Frédérique ROLET
Secrétaire Générale du SNES-FSU
à
Monsieur Jean-Michel BLANQUER
Ministre de l’Éducation Nationale

Monsieur le Ministre,
Nous souhaitons vous faire part de nos inquiétudes tant sur le fond que sur la façon dont se déroulent les discussions sur la réforme du lycée et du baccalauréat. Nous sommes favorables à un travail sur l’évolution de l’organisation de la scolarité au lycée et sur les épreuves du baccalauréat afin de construire une culture commune pour tous les lycéens en même temps que l’accès à des spécialisations favorisant les poursuites d’études ; mais cet objectif requiert tout d’abord quelques précautions en matière de méthode.
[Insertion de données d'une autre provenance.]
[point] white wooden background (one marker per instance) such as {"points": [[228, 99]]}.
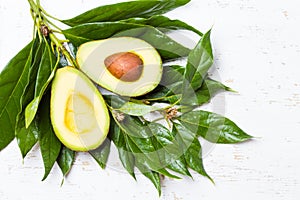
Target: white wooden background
{"points": [[257, 50]]}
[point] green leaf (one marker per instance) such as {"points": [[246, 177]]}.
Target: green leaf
{"points": [[27, 137], [65, 160], [163, 23], [13, 82], [101, 153], [126, 157], [96, 31], [49, 143], [45, 75], [167, 47], [209, 89], [213, 127], [168, 149], [200, 60], [193, 152], [151, 175], [126, 10], [180, 166]]}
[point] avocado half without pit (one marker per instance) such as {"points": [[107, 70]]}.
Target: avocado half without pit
{"points": [[79, 114], [126, 66]]}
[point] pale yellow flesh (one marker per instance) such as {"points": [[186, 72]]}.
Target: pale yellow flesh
{"points": [[91, 56], [78, 112]]}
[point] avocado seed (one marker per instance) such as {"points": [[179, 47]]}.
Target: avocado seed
{"points": [[125, 66]]}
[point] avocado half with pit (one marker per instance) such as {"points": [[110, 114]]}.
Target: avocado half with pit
{"points": [[126, 66], [79, 114]]}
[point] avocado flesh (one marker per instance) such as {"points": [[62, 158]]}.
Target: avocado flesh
{"points": [[91, 60], [79, 114]]}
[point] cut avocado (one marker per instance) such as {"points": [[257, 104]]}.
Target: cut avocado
{"points": [[79, 114], [126, 66]]}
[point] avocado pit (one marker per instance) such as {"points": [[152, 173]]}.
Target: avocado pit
{"points": [[125, 66]]}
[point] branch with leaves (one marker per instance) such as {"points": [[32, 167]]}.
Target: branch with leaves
{"points": [[145, 145]]}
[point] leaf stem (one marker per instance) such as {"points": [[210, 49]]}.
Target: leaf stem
{"points": [[40, 19]]}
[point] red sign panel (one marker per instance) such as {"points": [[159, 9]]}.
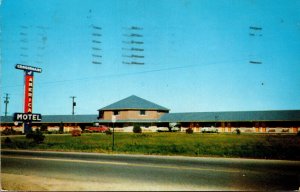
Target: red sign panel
{"points": [[28, 93]]}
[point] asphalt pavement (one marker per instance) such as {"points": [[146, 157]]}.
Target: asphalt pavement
{"points": [[90, 171]]}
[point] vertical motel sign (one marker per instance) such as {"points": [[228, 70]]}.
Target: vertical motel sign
{"points": [[28, 96]]}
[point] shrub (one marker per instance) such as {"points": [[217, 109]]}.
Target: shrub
{"points": [[9, 131], [7, 140], [108, 132], [189, 131], [37, 136], [61, 127], [137, 129]]}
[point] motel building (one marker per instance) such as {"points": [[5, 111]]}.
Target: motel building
{"points": [[153, 117]]}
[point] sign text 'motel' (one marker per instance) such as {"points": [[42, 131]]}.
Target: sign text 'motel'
{"points": [[27, 117]]}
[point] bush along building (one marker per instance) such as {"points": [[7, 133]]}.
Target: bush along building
{"points": [[152, 117]]}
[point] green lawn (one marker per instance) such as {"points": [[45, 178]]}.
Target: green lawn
{"points": [[217, 145]]}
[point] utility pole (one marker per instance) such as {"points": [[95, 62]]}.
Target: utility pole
{"points": [[6, 101], [73, 104]]}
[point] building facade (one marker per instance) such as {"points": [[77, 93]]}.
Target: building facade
{"points": [[153, 117]]}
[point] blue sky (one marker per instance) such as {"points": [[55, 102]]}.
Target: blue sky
{"points": [[196, 54]]}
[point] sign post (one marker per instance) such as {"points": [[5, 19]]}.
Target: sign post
{"points": [[27, 117], [113, 120]]}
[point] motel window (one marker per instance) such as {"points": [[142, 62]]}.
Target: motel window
{"points": [[142, 112]]}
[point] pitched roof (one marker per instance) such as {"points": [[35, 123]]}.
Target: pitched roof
{"points": [[59, 118], [278, 115], [134, 102]]}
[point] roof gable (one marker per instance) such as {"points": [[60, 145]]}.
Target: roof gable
{"points": [[133, 102]]}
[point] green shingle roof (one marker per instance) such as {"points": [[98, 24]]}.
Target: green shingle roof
{"points": [[133, 102], [280, 115]]}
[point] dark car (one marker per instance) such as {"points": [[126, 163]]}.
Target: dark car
{"points": [[99, 129]]}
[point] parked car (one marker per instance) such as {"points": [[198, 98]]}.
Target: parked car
{"points": [[98, 129], [209, 130]]}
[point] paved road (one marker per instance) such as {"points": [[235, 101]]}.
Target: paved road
{"points": [[85, 171]]}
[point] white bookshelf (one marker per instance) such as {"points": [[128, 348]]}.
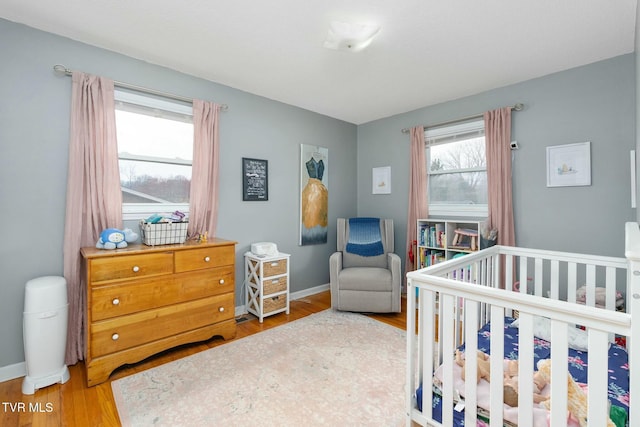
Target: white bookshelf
{"points": [[442, 239]]}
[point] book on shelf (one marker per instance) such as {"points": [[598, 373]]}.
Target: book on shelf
{"points": [[432, 235], [430, 257]]}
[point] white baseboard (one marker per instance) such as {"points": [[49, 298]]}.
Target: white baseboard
{"points": [[242, 309], [11, 372], [309, 291]]}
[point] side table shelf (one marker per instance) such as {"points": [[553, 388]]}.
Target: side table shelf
{"points": [[267, 282]]}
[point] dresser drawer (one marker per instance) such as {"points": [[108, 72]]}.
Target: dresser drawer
{"points": [[273, 268], [133, 296], [198, 259], [130, 266], [110, 336]]}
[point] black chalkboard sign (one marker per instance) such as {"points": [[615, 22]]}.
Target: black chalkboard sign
{"points": [[255, 182]]}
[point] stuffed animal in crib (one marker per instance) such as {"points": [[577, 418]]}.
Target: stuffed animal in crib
{"points": [[112, 238], [483, 365], [510, 372], [576, 397], [510, 390]]}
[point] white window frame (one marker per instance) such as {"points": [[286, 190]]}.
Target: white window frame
{"points": [[136, 211], [454, 210]]}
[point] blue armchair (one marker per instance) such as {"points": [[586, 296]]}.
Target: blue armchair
{"points": [[365, 273]]}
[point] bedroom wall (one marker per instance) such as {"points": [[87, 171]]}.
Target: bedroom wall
{"points": [[34, 134], [593, 103]]}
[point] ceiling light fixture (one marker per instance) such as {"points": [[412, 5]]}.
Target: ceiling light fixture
{"points": [[350, 37]]}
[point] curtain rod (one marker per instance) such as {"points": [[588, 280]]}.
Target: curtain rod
{"points": [[61, 69], [518, 107]]}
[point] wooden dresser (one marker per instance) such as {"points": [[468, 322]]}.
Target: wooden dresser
{"points": [[142, 300]]}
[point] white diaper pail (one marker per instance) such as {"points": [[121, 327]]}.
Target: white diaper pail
{"points": [[45, 332]]}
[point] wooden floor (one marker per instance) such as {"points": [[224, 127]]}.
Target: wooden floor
{"points": [[75, 404]]}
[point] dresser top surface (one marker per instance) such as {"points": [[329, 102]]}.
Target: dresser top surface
{"points": [[93, 252]]}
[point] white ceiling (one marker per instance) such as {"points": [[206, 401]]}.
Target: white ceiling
{"points": [[427, 51]]}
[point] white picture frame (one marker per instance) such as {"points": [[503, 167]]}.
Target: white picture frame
{"points": [[569, 165], [381, 180]]}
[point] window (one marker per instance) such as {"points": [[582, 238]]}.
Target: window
{"points": [[457, 169], [155, 153]]}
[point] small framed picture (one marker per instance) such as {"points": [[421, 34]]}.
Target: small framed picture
{"points": [[569, 165], [255, 180], [381, 180]]}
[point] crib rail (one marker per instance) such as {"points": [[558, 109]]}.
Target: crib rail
{"points": [[456, 297]]}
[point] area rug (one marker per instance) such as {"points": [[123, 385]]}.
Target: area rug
{"points": [[327, 369]]}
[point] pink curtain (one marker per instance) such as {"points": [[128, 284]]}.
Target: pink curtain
{"points": [[417, 191], [203, 206], [498, 138], [94, 198]]}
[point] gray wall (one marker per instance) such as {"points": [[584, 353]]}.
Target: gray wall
{"points": [[34, 135], [637, 92], [593, 103]]}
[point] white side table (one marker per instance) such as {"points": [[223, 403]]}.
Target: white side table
{"points": [[267, 282]]}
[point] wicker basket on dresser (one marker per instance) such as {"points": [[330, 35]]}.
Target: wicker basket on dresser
{"points": [[145, 299]]}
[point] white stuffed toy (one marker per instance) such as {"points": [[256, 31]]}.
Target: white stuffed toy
{"points": [[112, 238]]}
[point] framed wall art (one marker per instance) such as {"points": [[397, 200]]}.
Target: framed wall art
{"points": [[569, 165], [314, 194], [255, 180], [381, 180]]}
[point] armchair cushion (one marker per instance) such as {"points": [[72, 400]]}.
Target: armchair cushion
{"points": [[365, 279], [365, 283]]}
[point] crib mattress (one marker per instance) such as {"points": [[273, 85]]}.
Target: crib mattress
{"points": [[578, 363]]}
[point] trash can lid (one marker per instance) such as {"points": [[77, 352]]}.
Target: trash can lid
{"points": [[45, 293]]}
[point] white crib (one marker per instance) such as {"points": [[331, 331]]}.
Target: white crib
{"points": [[455, 298]]}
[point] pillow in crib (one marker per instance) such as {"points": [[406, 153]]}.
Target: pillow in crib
{"points": [[577, 338]]}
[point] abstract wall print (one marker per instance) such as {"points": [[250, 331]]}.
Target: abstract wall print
{"points": [[314, 194], [569, 165]]}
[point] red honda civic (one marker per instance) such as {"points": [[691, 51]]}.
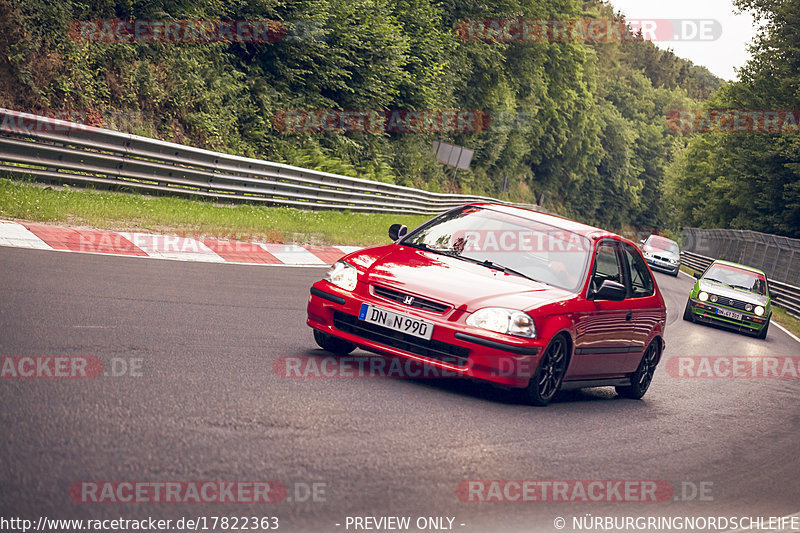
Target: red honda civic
{"points": [[502, 294]]}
Nul ne peut raisonnablement penser produire des programmes fructueux pour le lycée ni réformer l’organisation de ce dernier dans un temps aussi contraint que celui prévu. En outre la conception du baccalauréat est dépendante de la façon dont s’organise la scolarité au lycée et de ce qu’on souhaite évaluer ; l’annonce prématurée d’une réforme du baccalauréat induit de fait une conception du lycée
et réduit fortement le périmètre et le poids des discussions sur ce dernier point.
Concernant le baccalauréat ,nous regrettons que nos propositions sur une réflexion touchant aux épreuves (durée, modalités, coefficients…) n’aient pas donné lieu à un travail véritable.
Nous persistons à penser que l’organisation prévue produirait de nombreux effets négatifs, en augmentant le temps consacré aux évaluations au détriment des apprentissages, en imposant une organisation lourde et chronophage aux établissements sans pour autant rendre plus lisible et plus
simple le baccalauréat. De plus, elle fragiliserait grandement le caractère national de ce dernier, élément fondamental auquel nous sommes très attachés pour des raison de justice sociale.
Sur le lycée, sujet sur lequel se concentrent désormais les discussions, nous mettons en garde contre tout projet qui aggraverait une situation déjà très insatisfaisante. La réforme de 2010 a eu des effets négatifs sur les enseignements, en réduisant certaines disciplines à un enseignement d’exploration, en
multipliant les contrôles en cours de formation, en introduisant une forme de concurrence entre les disciplines par l’absence de cadrage des dédoublements de classes et accompagnement qui se révèle souvent inopérant quand il est déconnecté des enseignements. Il ne s’agirait en aucun cas de fragiliser encore des apprentissages; les disciplines ont besoin de temps pour que les élèves s’approprient la méthodologie propre à chacune et entrent dans les contenus.
A ce titre, nous sommes opposés à toute semestrialisation des enseignements qui ne ferait que morceler les savoirs sans permettre d’acquisition solide.
Quant à l’organisation sous forme de parcours modulaires, elle renverrait à chaque élève la responsabilité de son parcours, alors qu’on sait que jouent à plein dans ce cas un certain nombre de déterminismes (sociaux, genrés …) qui amènent les uns à faire les choix les plus valorisés tandis que d’autres se fermeront des portes. En outre, une spécialisation précoce fondée sur un petit nombre de disciplines imposerait aux lycéens d’avoir très tôt défini leur future orientation et affaiblirait l’acquisition d’une culture commune.
C’est pourquoi nous considérons que la structuration en séries et en voies permet au mieux une formation cohérente et équilibrée. Bien entendu, celles-ci demanderaient à être revisitées dans les contenus de formation afin de combattre la hiérarchisation implicite qui s’est installée entre elles, permettre davantage de passerelles. Cela suppose également une carte des formations dans les Académies qui permette une offre équilibrée dans toutes les séries des lycées généraux, technologiques et professionnels.
Nous attirons enfin votre attention sur le danger qu’il y aurait à ne pas garder en tant que telle la voie technologique dans laquelle les disciplines générales participent de l’acquisition de la culture technologique. Ne plus penser ensemble les programmes propres des enseignements de cette voie ne ferait qu’affaiblir cette dernière au détriment d’une partie des jeunes pour lesquels c’est un facteur de
réussite.
Nous avons fait des propositions sur l’ensemble de ces sujets et sommes prêts à en discuter si les objectifs de la réforme et le calendrier permettent d’avancer vers un lycée répondant au besoin de créer du commun tout en permettant une spécialisation progressive.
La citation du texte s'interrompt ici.